Some of the recent economic data and graphs from the St. Louis Federal Reserve look more like a ski slope or snow boarding run at the X-Games. In some instances the charts look truly scary, or encouraging, depending on the trend and your perspective. For instance, if you were worrying that the Fed was not doing enough to flood the system with liquidity (or worrying that it was doing too much), check out the recent Adjusted Monetary Base chart.

Source: St. Louis Fed

Are you thinking about re-financing, but not sure if rates are attractive? Check out the chart of conventional 30-year fixed mortgage rates.

Source: St. Louis Fed

Have you noticed that it does not cost quite as much to fill-up your car as it did just a few months ago? Check out the move in the energy component of the consumer price index.

Source: St.

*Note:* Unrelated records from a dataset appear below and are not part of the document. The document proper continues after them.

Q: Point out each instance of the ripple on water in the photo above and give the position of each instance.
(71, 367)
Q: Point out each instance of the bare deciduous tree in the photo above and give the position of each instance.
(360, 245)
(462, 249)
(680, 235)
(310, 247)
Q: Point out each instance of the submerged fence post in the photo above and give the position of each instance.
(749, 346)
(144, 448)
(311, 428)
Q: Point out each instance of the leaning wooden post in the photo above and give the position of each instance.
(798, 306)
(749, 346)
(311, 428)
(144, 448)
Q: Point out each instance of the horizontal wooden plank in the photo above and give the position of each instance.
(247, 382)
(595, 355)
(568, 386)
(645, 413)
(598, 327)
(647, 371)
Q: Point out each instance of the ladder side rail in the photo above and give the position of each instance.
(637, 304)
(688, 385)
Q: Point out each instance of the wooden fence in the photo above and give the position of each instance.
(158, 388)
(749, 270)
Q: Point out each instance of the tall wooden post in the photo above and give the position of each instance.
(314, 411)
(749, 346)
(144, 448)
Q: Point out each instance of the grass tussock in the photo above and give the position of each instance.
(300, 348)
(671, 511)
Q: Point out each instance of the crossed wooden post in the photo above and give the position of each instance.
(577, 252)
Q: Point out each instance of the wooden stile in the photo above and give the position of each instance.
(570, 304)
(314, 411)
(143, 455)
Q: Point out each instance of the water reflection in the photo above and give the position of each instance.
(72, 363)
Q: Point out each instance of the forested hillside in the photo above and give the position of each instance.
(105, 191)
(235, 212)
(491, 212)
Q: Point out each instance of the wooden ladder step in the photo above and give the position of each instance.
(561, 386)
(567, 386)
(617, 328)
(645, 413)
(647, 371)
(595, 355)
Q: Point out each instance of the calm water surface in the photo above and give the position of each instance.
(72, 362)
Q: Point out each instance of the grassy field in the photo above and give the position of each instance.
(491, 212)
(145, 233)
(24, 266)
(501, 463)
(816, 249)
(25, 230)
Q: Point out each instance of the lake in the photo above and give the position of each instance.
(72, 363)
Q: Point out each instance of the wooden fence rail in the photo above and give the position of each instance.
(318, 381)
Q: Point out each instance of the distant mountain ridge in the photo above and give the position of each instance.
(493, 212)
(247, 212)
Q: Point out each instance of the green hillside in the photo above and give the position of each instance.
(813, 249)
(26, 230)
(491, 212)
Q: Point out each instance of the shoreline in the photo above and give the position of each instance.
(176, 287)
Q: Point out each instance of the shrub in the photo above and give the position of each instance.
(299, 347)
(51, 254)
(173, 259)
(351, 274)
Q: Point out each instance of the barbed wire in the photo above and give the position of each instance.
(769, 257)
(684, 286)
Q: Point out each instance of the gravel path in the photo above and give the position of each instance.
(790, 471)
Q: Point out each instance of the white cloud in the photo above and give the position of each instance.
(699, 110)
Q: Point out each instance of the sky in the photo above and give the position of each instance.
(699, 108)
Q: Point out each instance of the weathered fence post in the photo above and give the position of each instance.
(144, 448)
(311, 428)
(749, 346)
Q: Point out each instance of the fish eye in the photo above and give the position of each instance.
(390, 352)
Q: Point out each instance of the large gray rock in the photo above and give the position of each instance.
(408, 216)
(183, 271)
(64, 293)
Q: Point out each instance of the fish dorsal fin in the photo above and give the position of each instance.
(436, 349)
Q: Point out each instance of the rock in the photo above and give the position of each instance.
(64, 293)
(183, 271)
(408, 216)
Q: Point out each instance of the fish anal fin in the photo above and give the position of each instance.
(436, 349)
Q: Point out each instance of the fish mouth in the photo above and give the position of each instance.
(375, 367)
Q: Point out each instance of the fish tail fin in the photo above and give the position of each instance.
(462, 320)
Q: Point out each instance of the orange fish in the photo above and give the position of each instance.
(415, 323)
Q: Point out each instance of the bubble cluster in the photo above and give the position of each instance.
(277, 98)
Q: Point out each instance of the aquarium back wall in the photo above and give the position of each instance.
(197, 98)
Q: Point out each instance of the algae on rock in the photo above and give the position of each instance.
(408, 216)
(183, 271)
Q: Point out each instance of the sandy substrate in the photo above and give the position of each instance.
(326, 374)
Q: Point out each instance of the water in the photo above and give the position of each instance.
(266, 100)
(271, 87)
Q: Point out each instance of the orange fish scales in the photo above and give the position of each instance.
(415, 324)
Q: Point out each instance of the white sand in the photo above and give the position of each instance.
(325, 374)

Louis Fed

Are you wondering whether the unemployment rate is really spiking, and how it compares to other recessions? Check out the following chart (the current loses are large, but not at historical extremes - meaning there is good and bad news - it is not as bad as it as been, but worse rates are not unprecedented).

Source: St. Louis Fed

Have you heard that we are moving from manufacturing to a service-based economy, but have been wondering just how long this has been occurring? Check out the number of manufacturing employees over the last three decades, and the last year.

Source: St. Louis Fed

Given the recent employment numbers in manufacturing and the general economy over the last year, it is not surprising that capacity utilization is falling off a cliff.

Source: St. Louis Fed

Wondering if other consumers have also been taking on extra credit over the last 20 years? Don't fear, you are not alone (well, maybe you should be fearful).

Source: St. Louis Fed

How have Aaa and Baa Corporate Bond Yields compared? The charts certainly seem to be reflecting some risk in the market (compare the two over the last year).

Source: St. Louis Fed

Source: St. Louis Fed

Finally, and even more disturbing, are the number of people that have been unemployed for 27 weeks or more. Given the spike up in extended unemployment, it is not surprising that home foreclosures are also increasing at a rapid rate.

Source: St. Louis Fed

Of course, I have focused on some of the more extreme charts, and even those pictures that truly are "worth a 1000 words" or more don't tell the entire story. Nonetheless, the last year has been interesting, even though some of trends have been in place for a while. While we marvel at the moves, it is also worth remembering that charts and series with such violent spikes or declines are often followed by similar extreme and violent reversals - although for some moves, such as in energy prices, you could argue that this is what we are currently seeing. Finally, I suspect that the picture being painted in each of these charts is far from compete in most instances. Whether we like it or not, the unintended consequences and fall-out from turning-on and then turning-off the liquidity faucet should provide additional topics for discussion months and years to come. Such moves will no doubt also create new challenges and opportunities.